Aqui, fazem guarda-chuvas há gerações. Você vê o pessoal transformar casca de amoreira em polpa. É cru. É bagunçado. É trabalho manual que vira arte.
A vila ficou famosa nos anos 60. Uma miss tailandesa exibiu um desses guarda-chuvas no Miss Universo. Até a Princesa Diana veio ver de perto.
Mas o destaque são os artistas. Eles não pintam só guarda-chuvas. Pintam de tudo: capinhas de celular, jeans, sua camiseta.
Vi um artista desenhar um dragão numa camiseta em cinco minutos. Sem molde. Sem hesitar. Só talento e prática.
Custou poucos dólares. Dei o dobro de gorjeta. Valeu cada baht. Apoie a arte local. Use. Valorize.
O Desafio de Prata
Templos na Tailândia costumam ser dourados. O Wat Sri Suphan quebra as regras. É prateado. Tudo.
A fachada é de alumínio e prata martelados à mão. Feita pela comunidade local de ourives. Cega sob o sol. É agressivo e lindo.

Tem um porém. Mulheres não entram no salão principal. Tradição antiga Lanna. Não discuta. Respeite.
O exterior já é uma obra-prima. O templo foi criado para manter viva a tradição dos ourives locais. E conseguiu.
Procure as placas "Monk Chat". Participe. Sente-se. Converse.
Eles querem praticar inglês. Você quer entender o budismo. É a melhor troca cultural do país.
Só lembre das regras. Mulheres, não toquem nos monges. Mantenham distância. Respeito sempre.
As Ruínas dos Gigantes
No centro da cidade está um gigante. Wat Chedi Luang. Tem 600 anos. Mais velho que meu país.
Um terremoto destruiu o topo da pagoda séculos atrás. Deixaram em ruínas. Ficou melhor assim. Parece antigo. Tem poder.
O complexo guarda o pilar da cidade. A base de Chiang Mai. Diz a lenda que, se a grande árvore de goma cair, a cidade cai junto.
Eles cuidam bem da árvore. Você deveria também. Caminhe ao redor da base. Sinta o peso da história. Não é um palácio brilhante. É um sobrevivente.
Conquiste o Deus da Montanha
Se for fazer só uma coisa em Chiang Mai, suba a montanha. Doi Suthep não é só templo. É peregrinação.
Fica no topo do mundo, de olho na cidade. Duas opções: pegar o elevador como turista ou subir os 306 degraus da escadaria Naga.

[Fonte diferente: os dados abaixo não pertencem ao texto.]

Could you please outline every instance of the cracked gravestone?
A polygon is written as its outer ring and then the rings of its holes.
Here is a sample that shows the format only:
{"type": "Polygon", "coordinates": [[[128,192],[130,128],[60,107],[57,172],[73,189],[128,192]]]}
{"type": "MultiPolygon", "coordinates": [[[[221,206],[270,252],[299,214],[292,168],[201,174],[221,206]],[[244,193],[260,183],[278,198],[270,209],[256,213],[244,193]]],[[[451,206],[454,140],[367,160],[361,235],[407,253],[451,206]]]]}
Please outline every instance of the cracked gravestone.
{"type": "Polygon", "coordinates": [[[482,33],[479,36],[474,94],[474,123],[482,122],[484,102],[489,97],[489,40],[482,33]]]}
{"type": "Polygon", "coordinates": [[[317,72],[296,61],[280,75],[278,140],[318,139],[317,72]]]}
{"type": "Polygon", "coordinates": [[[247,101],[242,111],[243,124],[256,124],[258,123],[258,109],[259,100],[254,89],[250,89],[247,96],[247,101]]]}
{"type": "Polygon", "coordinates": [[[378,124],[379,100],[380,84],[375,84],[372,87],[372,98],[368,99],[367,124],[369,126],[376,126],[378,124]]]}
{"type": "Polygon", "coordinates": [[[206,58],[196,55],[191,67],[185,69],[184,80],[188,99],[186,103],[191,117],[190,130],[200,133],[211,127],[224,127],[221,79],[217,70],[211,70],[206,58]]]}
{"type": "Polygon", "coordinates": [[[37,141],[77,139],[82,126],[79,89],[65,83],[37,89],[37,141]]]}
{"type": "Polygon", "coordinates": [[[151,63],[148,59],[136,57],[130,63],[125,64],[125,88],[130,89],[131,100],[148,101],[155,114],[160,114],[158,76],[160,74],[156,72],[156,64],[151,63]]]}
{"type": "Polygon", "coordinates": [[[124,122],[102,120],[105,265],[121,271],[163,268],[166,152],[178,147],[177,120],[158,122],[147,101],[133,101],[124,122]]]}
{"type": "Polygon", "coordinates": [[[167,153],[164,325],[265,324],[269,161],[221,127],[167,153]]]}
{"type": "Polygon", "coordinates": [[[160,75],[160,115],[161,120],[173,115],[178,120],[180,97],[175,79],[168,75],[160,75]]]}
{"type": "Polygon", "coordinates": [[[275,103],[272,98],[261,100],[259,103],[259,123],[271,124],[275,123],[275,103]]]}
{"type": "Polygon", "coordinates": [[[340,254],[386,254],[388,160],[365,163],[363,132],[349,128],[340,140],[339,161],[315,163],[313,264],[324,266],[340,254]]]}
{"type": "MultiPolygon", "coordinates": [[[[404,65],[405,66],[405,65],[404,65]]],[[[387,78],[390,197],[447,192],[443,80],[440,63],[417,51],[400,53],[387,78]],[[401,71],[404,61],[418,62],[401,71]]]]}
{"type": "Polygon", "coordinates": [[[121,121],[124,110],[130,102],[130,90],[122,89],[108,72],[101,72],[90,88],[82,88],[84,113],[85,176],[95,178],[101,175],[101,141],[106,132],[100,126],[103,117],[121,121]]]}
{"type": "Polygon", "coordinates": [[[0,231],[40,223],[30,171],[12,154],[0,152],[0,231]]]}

Suba as escadas. Suor faz parte. Os dragões guardam o caminho. Arde. É úmido. Mas, ao chegar no topo, a conquista é sua.
A pagoda principal é folheada a ouro. Brilha. As pessoas circulam três vezes, entoando mantras e segurando flores de lótus. Junte-se a elas. Não precisa ser budista para sentir a energia.
A Hora Dourada
O momento certo faz toda diferença. Vá no fim da tarde. Os ônibus de excursão já saíram. O calor diminui. A luz suaviza.
Às 17h30, os monges se reúnem para a oração da noite. O som vibra pelo chão de pedra. É hipnotizante.

Vá até o terraço. Chiang Mai inteira se revela abaixo de você. Dá para ver o fosso quadrado da Cidade Antiga. Dá para ver o aeroporto.
No horizonte, a névoa. É paz. O oposto da loucura que ficou em Bangkok.
Então, aqui vai o desafio: esqueça as ilhas por uns dias. Venha para o norte. Suba as escadas. Converse com um monge. Se perca nos detalhes.
Chiang Mai está esperando. O que você está esperando?